師匠の店舗は喫茶レストランと言える店舗でした。
40席で厨房にコック2人とオーナー、フロア2人とレジ1人で運営していました、当時はファミリーレストランなどは余り無かったので、レストランと喫茶店の中間位の役割持つ店も珍しくはありませんでした。

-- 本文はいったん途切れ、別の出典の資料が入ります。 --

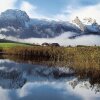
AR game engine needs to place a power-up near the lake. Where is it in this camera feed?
[0,58,100,100]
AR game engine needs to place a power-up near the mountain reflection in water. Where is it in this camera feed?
[0,56,100,100]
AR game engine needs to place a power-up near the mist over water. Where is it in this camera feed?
[0,32,100,46]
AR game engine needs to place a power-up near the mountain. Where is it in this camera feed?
[0,9,100,39]
[0,9,80,38]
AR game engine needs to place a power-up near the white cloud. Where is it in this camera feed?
[20,1,48,19]
[0,0,17,12]
[54,4,100,23]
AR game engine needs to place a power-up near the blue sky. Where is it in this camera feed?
[16,0,100,16]
[0,0,100,21]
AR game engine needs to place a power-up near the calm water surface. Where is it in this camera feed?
[0,59,100,100]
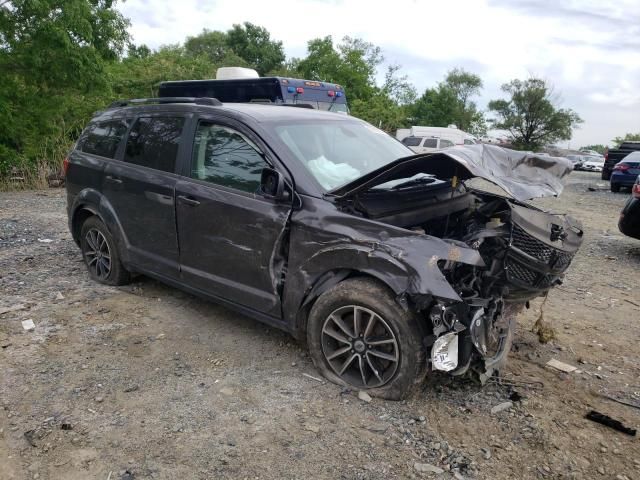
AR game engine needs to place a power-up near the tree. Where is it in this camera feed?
[226,22,285,75]
[0,0,129,175]
[184,28,249,68]
[444,68,487,135]
[0,0,129,88]
[580,144,607,155]
[411,83,459,127]
[611,133,640,145]
[489,78,582,150]
[292,36,383,101]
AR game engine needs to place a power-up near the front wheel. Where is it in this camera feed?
[307,278,426,400]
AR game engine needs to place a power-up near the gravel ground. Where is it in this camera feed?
[0,172,640,480]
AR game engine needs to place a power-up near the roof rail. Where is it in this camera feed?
[109,97,222,108]
[278,103,316,110]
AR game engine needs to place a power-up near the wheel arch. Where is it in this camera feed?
[293,268,407,339]
[69,188,129,263]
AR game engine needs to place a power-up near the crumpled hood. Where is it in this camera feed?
[329,145,573,201]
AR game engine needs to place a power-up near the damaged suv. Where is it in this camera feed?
[65,98,582,399]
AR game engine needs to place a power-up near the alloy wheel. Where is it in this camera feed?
[84,228,111,280]
[322,305,400,388]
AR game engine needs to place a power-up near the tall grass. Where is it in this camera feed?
[0,122,82,191]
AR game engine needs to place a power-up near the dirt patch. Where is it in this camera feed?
[0,172,640,480]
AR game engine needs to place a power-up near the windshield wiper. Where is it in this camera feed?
[391,177,436,190]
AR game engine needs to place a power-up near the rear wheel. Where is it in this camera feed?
[307,278,426,400]
[80,217,131,285]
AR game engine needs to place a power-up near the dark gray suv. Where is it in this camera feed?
[65,98,582,399]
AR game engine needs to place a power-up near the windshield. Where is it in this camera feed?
[274,121,413,190]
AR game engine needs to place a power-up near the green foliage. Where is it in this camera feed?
[411,68,487,135]
[0,0,129,175]
[580,144,608,155]
[105,45,216,99]
[184,22,285,75]
[292,36,383,101]
[0,6,592,184]
[489,78,582,150]
[611,133,640,146]
[227,22,285,75]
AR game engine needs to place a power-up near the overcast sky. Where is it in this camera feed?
[118,0,640,148]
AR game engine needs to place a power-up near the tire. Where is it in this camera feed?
[80,216,131,285]
[307,278,427,400]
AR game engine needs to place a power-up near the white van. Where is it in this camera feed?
[396,125,479,153]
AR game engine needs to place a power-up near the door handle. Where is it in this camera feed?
[178,195,200,207]
[104,175,122,185]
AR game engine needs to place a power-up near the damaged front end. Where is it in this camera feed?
[333,146,582,382]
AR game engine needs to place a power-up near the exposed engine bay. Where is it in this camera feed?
[330,146,583,382]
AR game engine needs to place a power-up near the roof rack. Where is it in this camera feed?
[278,103,315,110]
[109,97,222,108]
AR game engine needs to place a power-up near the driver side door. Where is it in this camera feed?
[176,118,291,318]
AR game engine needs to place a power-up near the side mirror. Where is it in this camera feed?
[260,168,291,202]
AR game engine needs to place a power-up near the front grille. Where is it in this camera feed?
[505,258,538,287]
[511,224,556,264]
[504,224,573,290]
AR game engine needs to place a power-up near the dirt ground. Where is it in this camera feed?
[0,172,640,480]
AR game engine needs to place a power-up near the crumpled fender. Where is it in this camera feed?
[69,188,129,263]
[283,200,485,330]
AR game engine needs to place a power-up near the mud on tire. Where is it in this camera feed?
[307,278,427,400]
[80,216,131,285]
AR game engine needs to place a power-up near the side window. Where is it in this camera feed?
[402,137,422,147]
[124,117,184,173]
[77,119,127,158]
[191,122,268,193]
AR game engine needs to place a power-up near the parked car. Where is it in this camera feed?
[565,155,584,170]
[396,125,479,145]
[65,98,582,399]
[602,142,640,180]
[611,152,640,192]
[576,155,604,172]
[402,137,455,153]
[618,175,640,239]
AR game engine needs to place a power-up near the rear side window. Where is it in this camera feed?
[402,137,422,147]
[191,122,268,193]
[77,119,128,158]
[124,117,184,173]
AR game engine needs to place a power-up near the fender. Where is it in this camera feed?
[69,188,130,266]
[283,240,482,330]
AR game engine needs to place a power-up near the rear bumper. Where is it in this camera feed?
[618,197,640,239]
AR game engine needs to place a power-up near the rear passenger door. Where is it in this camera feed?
[103,114,187,278]
[176,118,291,317]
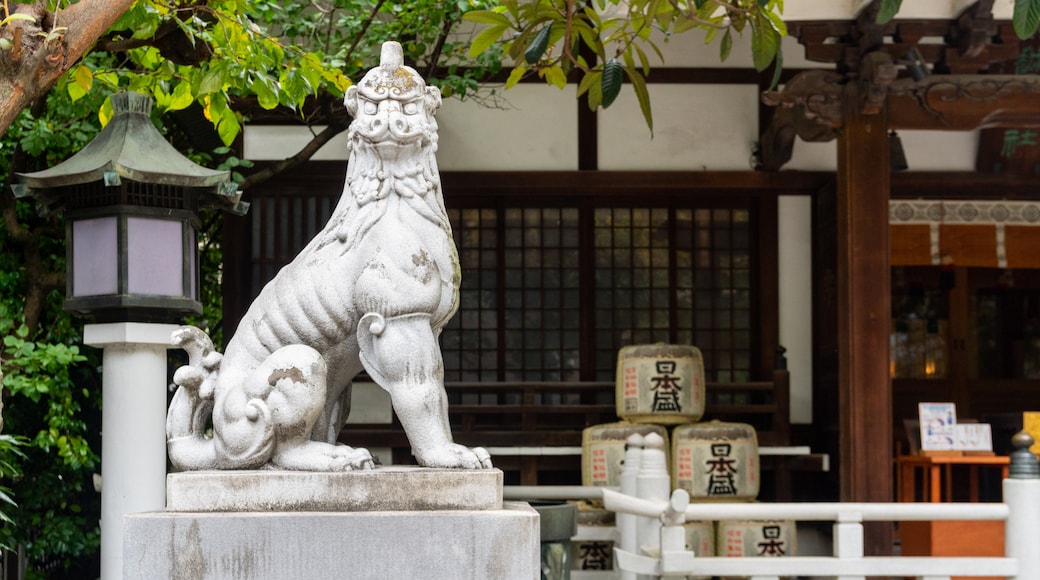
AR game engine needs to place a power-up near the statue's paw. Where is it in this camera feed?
[415,443,492,469]
[271,441,375,471]
[329,445,375,471]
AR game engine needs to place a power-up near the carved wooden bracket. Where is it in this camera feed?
[859,52,899,114]
[886,75,1040,131]
[758,67,1040,170]
[762,70,846,128]
[758,70,846,172]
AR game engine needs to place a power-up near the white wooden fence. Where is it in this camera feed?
[506,432,1040,580]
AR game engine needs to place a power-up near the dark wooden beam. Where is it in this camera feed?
[441,170,834,197]
[887,75,1040,131]
[837,83,892,555]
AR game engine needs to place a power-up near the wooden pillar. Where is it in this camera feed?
[837,81,892,555]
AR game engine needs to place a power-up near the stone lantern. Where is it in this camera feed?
[14,93,246,322]
[14,93,246,580]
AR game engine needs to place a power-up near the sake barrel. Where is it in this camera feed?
[670,421,760,501]
[716,520,798,580]
[682,521,716,580]
[571,501,618,570]
[615,343,704,425]
[581,421,668,486]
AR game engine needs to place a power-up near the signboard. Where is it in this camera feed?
[917,402,957,451]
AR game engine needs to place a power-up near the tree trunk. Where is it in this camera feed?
[0,0,133,135]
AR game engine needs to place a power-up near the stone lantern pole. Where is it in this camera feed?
[14,93,246,580]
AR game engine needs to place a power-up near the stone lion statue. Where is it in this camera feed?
[166,43,491,471]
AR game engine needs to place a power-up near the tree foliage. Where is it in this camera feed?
[464,0,787,130]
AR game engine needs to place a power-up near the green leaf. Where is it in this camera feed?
[98,97,115,127]
[625,69,653,137]
[877,0,902,24]
[719,28,733,61]
[523,24,552,64]
[766,45,783,90]
[167,81,194,111]
[469,25,506,58]
[600,58,625,109]
[542,65,567,88]
[250,77,278,110]
[751,15,780,71]
[216,108,242,147]
[1011,0,1040,41]
[505,62,527,88]
[577,72,603,97]
[66,64,94,103]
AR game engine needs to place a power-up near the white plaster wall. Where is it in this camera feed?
[598,84,758,170]
[783,131,979,172]
[898,131,979,172]
[777,195,812,423]
[242,125,346,161]
[437,83,578,170]
[242,84,579,170]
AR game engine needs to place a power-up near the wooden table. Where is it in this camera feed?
[895,455,1010,502]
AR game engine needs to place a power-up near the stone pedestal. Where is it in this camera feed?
[123,468,539,580]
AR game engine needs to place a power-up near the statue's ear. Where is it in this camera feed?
[343,85,358,116]
[424,86,441,113]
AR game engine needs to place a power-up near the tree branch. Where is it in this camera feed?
[0,0,133,135]
[239,123,346,189]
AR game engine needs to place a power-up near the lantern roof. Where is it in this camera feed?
[12,93,249,214]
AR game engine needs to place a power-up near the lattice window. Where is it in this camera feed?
[442,203,754,381]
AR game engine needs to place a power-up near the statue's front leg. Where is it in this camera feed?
[358,313,491,469]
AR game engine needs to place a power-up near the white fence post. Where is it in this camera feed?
[616,433,643,580]
[1004,431,1040,580]
[635,433,672,573]
[832,511,866,580]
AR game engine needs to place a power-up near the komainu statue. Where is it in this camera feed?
[166,43,491,471]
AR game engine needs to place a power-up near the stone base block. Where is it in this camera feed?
[166,466,502,511]
[123,502,540,580]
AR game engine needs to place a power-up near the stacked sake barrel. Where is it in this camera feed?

手間の掛かるシチュー類やウイスキー等のお酒も出しており、シェイカーの振り方を含めカクテルの基礎も修行時代に身に付けたものです、師匠には多く学びましたがやはり人を差配するオーナーより、ゆっくりとお客様と触れ合える喫茶店のマスターの方が性に合うと思い今の「ラ・ストラーダ」になったのだと思います。
マスターの思い出

寸胴鍋に大きなネルドリップ用の布フィルターをセットし抽出するのですがコーヒーに極少量の微粉末が混じってしまうのが悩みでした。味が変わらない用に工夫していたのですがどうしても納得出来ていない師匠に、「布フィルターに紙フィルターを重ねて二重にしてはいけないのか?」と尋ねると「それでは抽出速度が変わり味も変わる。」と言われたので「それ用にコーヒー自体を調整しては?」と意見を出せば一言「ああ」と言い焙煎屋と話し新しいブレンドを作ってしまいました。こだわりが強く妥協しない人でしたが、目標のためにあっさりブレンドを作り直す軽やかさは見習うべき姿だと今も思います。